一言で言えば、『歴史と公民のお勉強』映画
本作は物語が綺麗な二部構成になってて

1,敵国のスパイを弁護しよう
2,普通のアメリカ人と自国のスパイ、敵国のスパイを交換しよう←こっちがメイン!

となっているため、2時間22分のまあまあな長尺でも物語の変化を楽しむことができた。




さて、本作の魅力はなんといっても『ほぼ会話なのに飽きない』点にあると私は思う。
銃撃戦をやるわけでもなければ空戦をやるわけでもない。
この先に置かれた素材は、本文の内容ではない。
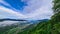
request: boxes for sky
[0,0,53,20]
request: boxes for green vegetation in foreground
[0,0,60,34]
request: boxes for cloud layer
[0,0,53,20]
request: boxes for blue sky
[0,0,53,20]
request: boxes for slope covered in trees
[0,0,60,34]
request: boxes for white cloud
[0,6,27,19]
[0,0,53,19]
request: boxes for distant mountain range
[0,18,26,22]
[0,18,48,21]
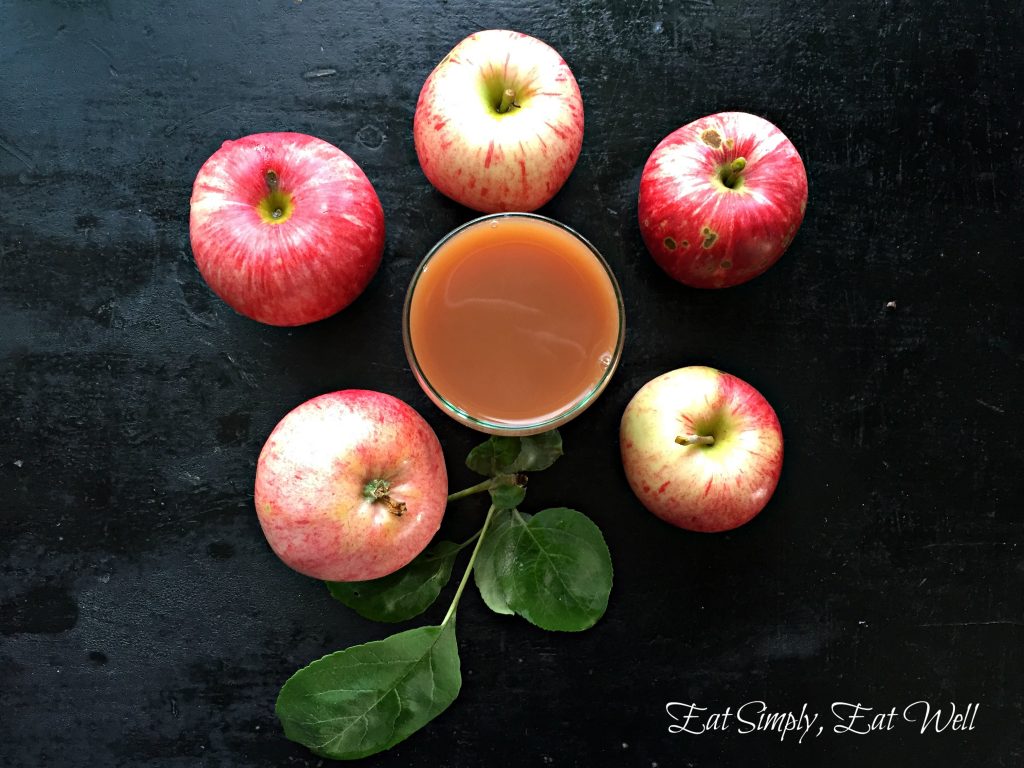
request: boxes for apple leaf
[505,429,562,472]
[493,507,612,632]
[489,475,526,509]
[326,541,462,622]
[466,429,562,477]
[473,509,520,614]
[274,621,462,760]
[466,436,520,477]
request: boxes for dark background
[0,0,1024,767]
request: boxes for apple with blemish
[413,30,584,213]
[255,389,447,582]
[188,133,384,326]
[638,112,807,288]
[620,366,782,531]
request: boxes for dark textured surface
[0,0,1024,766]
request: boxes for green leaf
[489,475,526,509]
[466,437,519,477]
[466,429,562,477]
[275,622,462,760]
[505,429,562,472]
[327,542,462,622]
[473,509,520,614]
[494,507,611,632]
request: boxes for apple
[188,133,384,326]
[620,366,782,531]
[413,30,583,213]
[255,389,447,582]
[638,112,807,288]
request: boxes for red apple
[188,133,384,326]
[413,30,583,213]
[639,112,807,288]
[620,366,782,531]
[255,389,447,582]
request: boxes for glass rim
[401,211,626,436]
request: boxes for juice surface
[410,217,620,425]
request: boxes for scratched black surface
[0,0,1024,766]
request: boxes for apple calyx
[719,158,746,189]
[256,169,292,224]
[676,434,715,445]
[498,88,519,115]
[362,477,406,517]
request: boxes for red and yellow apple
[255,389,447,582]
[638,112,807,288]
[620,366,782,531]
[188,133,384,326]
[413,30,583,213]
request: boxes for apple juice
[406,214,623,434]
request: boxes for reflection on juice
[409,214,621,428]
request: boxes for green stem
[498,88,515,115]
[676,434,715,445]
[722,158,746,189]
[449,477,495,502]
[441,504,495,627]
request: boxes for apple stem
[498,88,515,115]
[676,434,715,445]
[441,504,495,627]
[362,479,406,517]
[722,158,746,189]
[447,479,495,502]
[447,472,527,502]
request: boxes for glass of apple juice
[402,213,625,435]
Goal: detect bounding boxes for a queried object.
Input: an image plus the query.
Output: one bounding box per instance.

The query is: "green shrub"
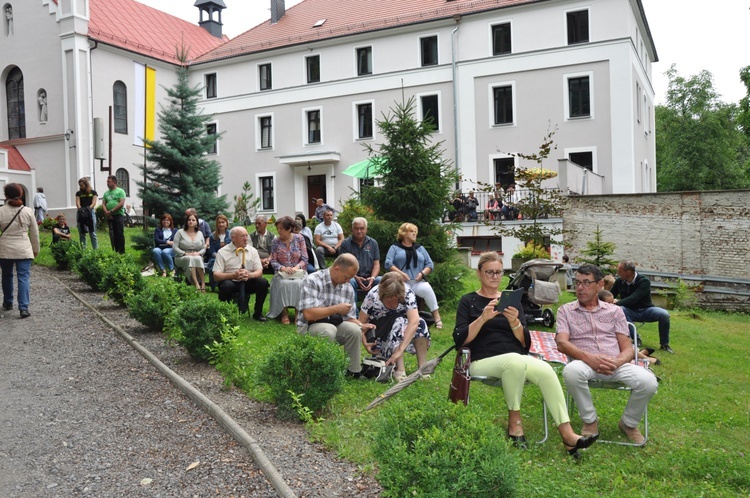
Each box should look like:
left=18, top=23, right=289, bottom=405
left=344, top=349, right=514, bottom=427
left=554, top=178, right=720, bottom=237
left=260, top=334, right=349, bottom=419
left=125, top=278, right=199, bottom=331
left=102, top=254, right=144, bottom=305
left=73, top=249, right=118, bottom=291
left=165, top=295, right=240, bottom=362
left=373, top=391, right=518, bottom=498
left=50, top=240, right=84, bottom=270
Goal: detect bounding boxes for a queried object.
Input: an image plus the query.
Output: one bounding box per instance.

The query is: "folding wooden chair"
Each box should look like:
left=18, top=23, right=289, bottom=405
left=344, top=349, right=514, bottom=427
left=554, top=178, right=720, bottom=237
left=469, top=330, right=568, bottom=444
left=567, top=322, right=650, bottom=446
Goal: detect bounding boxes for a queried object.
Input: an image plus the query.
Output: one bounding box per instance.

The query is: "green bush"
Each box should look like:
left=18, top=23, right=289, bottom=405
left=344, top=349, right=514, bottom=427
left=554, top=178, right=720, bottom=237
left=50, top=240, right=84, bottom=270
left=165, top=295, right=240, bottom=362
left=373, top=391, right=518, bottom=498
left=260, top=334, right=349, bottom=419
left=73, top=249, right=118, bottom=291
left=102, top=254, right=144, bottom=305
left=125, top=278, right=199, bottom=331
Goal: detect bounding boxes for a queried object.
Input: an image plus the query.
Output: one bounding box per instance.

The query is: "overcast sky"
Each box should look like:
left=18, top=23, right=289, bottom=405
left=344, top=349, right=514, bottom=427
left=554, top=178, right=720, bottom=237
left=138, top=0, right=750, bottom=103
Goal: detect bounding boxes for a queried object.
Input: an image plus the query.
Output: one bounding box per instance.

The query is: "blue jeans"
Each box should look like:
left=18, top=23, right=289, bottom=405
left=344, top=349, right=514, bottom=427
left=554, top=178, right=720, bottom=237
left=0, top=259, right=32, bottom=311
left=151, top=247, right=174, bottom=271
left=622, top=306, right=669, bottom=345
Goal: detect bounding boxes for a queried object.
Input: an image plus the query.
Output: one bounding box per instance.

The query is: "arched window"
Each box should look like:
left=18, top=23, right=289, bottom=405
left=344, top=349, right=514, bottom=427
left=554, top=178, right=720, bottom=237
left=5, top=67, right=26, bottom=140
left=115, top=168, right=130, bottom=197
left=112, top=81, right=128, bottom=135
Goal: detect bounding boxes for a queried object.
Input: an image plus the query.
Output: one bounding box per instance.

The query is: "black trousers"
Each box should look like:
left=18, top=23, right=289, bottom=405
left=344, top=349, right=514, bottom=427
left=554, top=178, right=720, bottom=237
left=219, top=277, right=270, bottom=315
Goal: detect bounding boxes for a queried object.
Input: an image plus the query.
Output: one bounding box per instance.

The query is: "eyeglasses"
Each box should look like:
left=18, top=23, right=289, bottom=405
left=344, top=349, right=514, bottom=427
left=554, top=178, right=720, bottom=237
left=573, top=280, right=598, bottom=288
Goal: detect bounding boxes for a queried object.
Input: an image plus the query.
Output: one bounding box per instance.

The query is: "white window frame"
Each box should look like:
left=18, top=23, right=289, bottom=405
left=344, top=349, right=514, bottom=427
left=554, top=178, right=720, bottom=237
left=419, top=33, right=440, bottom=67
left=255, top=171, right=279, bottom=214
left=563, top=7, right=591, bottom=47
left=563, top=71, right=596, bottom=121
left=302, top=53, right=323, bottom=85
left=487, top=80, right=518, bottom=128
left=563, top=145, right=599, bottom=175
left=255, top=61, right=273, bottom=92
left=302, top=106, right=325, bottom=147
left=354, top=44, right=375, bottom=78
left=205, top=120, right=221, bottom=156
left=414, top=90, right=444, bottom=134
left=489, top=19, right=516, bottom=57
left=203, top=71, right=219, bottom=100
left=255, top=112, right=276, bottom=151
left=352, top=100, right=376, bottom=142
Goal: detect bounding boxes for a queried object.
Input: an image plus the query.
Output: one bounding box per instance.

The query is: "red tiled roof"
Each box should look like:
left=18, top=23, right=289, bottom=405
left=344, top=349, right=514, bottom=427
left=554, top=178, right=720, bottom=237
left=196, top=0, right=544, bottom=62
left=0, top=145, right=31, bottom=171
left=88, top=0, right=228, bottom=63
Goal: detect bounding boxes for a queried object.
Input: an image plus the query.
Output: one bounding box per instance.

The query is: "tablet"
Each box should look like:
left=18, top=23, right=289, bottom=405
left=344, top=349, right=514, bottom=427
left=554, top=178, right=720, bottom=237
left=495, top=288, right=524, bottom=313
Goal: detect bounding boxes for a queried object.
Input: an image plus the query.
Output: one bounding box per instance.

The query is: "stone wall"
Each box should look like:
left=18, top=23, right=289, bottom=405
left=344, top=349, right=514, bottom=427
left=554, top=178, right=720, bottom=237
left=563, top=190, right=750, bottom=311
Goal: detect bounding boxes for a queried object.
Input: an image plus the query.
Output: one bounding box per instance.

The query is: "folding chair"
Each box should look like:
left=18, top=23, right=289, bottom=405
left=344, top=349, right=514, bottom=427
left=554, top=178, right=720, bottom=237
left=469, top=330, right=567, bottom=444
left=567, top=322, right=650, bottom=446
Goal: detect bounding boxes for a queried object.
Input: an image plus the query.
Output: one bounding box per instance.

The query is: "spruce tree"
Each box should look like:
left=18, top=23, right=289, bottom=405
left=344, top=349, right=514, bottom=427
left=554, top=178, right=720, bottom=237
left=137, top=49, right=228, bottom=224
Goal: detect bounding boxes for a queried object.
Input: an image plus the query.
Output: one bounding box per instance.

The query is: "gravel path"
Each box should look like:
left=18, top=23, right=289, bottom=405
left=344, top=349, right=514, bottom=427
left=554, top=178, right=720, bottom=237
left=0, top=266, right=380, bottom=497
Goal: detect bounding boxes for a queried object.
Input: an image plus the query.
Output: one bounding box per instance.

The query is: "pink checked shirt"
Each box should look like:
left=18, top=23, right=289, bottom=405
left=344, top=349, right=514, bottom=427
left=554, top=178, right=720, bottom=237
left=557, top=301, right=628, bottom=356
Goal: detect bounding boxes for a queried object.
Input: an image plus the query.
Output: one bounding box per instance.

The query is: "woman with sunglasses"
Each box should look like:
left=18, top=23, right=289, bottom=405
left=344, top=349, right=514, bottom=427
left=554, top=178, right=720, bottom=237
left=453, top=252, right=598, bottom=458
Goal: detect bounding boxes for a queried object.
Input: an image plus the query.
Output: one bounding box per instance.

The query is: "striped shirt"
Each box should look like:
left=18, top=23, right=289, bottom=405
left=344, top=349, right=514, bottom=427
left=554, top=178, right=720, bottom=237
left=557, top=301, right=629, bottom=356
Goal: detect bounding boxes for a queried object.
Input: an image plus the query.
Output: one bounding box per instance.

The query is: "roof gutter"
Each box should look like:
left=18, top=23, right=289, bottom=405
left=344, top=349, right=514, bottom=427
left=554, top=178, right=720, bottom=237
left=451, top=14, right=461, bottom=190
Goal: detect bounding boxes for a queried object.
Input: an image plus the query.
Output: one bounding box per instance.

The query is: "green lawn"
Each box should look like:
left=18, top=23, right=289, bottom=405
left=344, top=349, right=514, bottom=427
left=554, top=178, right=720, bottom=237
left=37, top=229, right=750, bottom=497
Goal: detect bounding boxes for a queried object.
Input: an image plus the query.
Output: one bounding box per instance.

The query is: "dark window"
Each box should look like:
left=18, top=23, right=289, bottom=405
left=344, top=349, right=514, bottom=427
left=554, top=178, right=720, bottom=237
left=260, top=116, right=273, bottom=149
left=568, top=76, right=591, bottom=118
left=305, top=55, right=320, bottom=83
left=206, top=123, right=218, bottom=154
left=357, top=104, right=372, bottom=138
left=260, top=176, right=274, bottom=211
left=494, top=157, right=516, bottom=188
left=258, top=64, right=273, bottom=90
left=357, top=47, right=372, bottom=76
left=112, top=81, right=128, bottom=135
left=307, top=111, right=320, bottom=144
left=568, top=151, right=594, bottom=171
left=206, top=73, right=216, bottom=99
left=419, top=36, right=437, bottom=66
left=567, top=10, right=589, bottom=45
left=492, top=86, right=513, bottom=124
left=421, top=95, right=440, bottom=130
left=5, top=67, right=26, bottom=140
left=115, top=168, right=130, bottom=197
left=492, top=22, right=511, bottom=55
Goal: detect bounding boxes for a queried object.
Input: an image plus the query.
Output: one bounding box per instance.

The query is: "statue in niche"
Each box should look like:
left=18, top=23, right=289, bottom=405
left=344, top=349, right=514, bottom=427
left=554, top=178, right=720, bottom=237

正直、映像に見入るのは戦争で傷ついた東ドイツの街並みかアメリカ軍の偵察機くらいだろう。

やっているのは無形の情報戦と議論なので、普通なら退屈すら覚えそうである。
だが、面白い。



それは会話の中に様々な要素が組み込まれていたからではないだろうか。

・戦争は起きてないが起きそうな雰囲気はある
・国の利益を取るか万人の自由を取るか

そういった隠れた要素がシンプルな会話に魅力を与えていると感じた。




その他にも
・トム・ハンクス演じる主人公のジム・ドノヴァンが国という巨大な権力に屈さず、2人を1人と交換する姿勢を全く崩さなかった点
・マーク・ライランス演じるルドルフ・アベルが国に忠誠を誓って黙りを貫き通した点
・オースティン・ストウェル演じるゲイリー・パワーズが拷問を受けながら、こちらも国のために忠誠を誓って何も喋らなかった点
はシンプルにカッコ良かったし


・(前)ソ連のスパイを弁護していることから列車内で冷たい目で見られる→(後)交渉を成立させた立役者としてにっこり笑顔を向けられる
・(前)ソ連のスパイを弁護していることやそれによる過激な手段によって家族から嫌がられる→(後)交渉を成立させたことでどこか誇りに思っているような表情を向けられる
・(前)列車の窓の外で留置所の壁を越えようとしている若者が撃たれる悲しい場面→(後)列車の窓の外で壁を越えて子どもが遊んでる

というような確実に世界がいい方向に向かっていってることを感じられる情景の変化がとても素晴らしいと思った。







今作は戦後の歴史と国のあり方を描いた作品である。
国の最高法規たる憲法の重要さ、他国民に対する自由権、司法の国家からの独立、役職によって個人の権利を制限することは真の自由にはつながらないこと…など。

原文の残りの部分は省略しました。